The conflicting data on survival benefit of paediatric data adds up to general ethical problems of organ transplantation, such as donor rights, patient allocation, re-transplantation and living donor transplantation. An important point in this aspect is quality of life (QoL) improvement by transplantation, which is an essential parameter besides survival benefit. Unfortunately, data on QoL, especially after lung transplantation in the paediatric age group, is scarce [31–33]. Therefore, conclusions need to be drawn from organ function data. According to the ISHLT registry, the functional status of survivors is very satisfying, with the majority reporting no activity limitations [34]. In our experience, despite the high number of complications, especially in the first months after transplantation, if the patient survives the early post-operative period, QoL generally improves quite clearly. Our patients generally live a rather normal life, go to school and participate in sports as long as their lung function is not significantly impaired by BOS. Psychological problems, such as panic attacks or depression, which are frequently observed in the first weeks after transplantation, generally wane when patients get better; however, this reflects only personal experience and was not systematically assessed in our study.
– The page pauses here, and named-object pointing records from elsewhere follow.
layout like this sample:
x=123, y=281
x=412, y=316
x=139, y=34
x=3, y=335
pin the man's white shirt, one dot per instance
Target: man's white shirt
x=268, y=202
Another limitation of our study is the small patient number, which decreases the power of statistical analysis. We focused on the accuracy of pre-transplant parameters, only including data within 4 months before transplantation. This leads to missing data in some patients and thus further limits analysis. Low patient number is a general obstacle for the evaluation of paediatric transplantation. According to the ISHLT registry data of 2008, of the 36 centres reporting paediatric transplantations, only five reported more than five procedures per year [5]. Literature on paediatric lung transplantation includes predominantly single centre descriptive studies with relatively few patients. Accordingly, to date, most of the recommendations and the practical handling in the field of paediatric lung transplantation are based on extrapolation of adult lung transplant or other solid organ transplant data, which often is not feasible. Therefore, in the future, multicentre studies are essential to provide information, especially on distinct paediatric aspects of lung transplantation, such as developmental parameters, QoL or pharmacokinetics of applied drugs.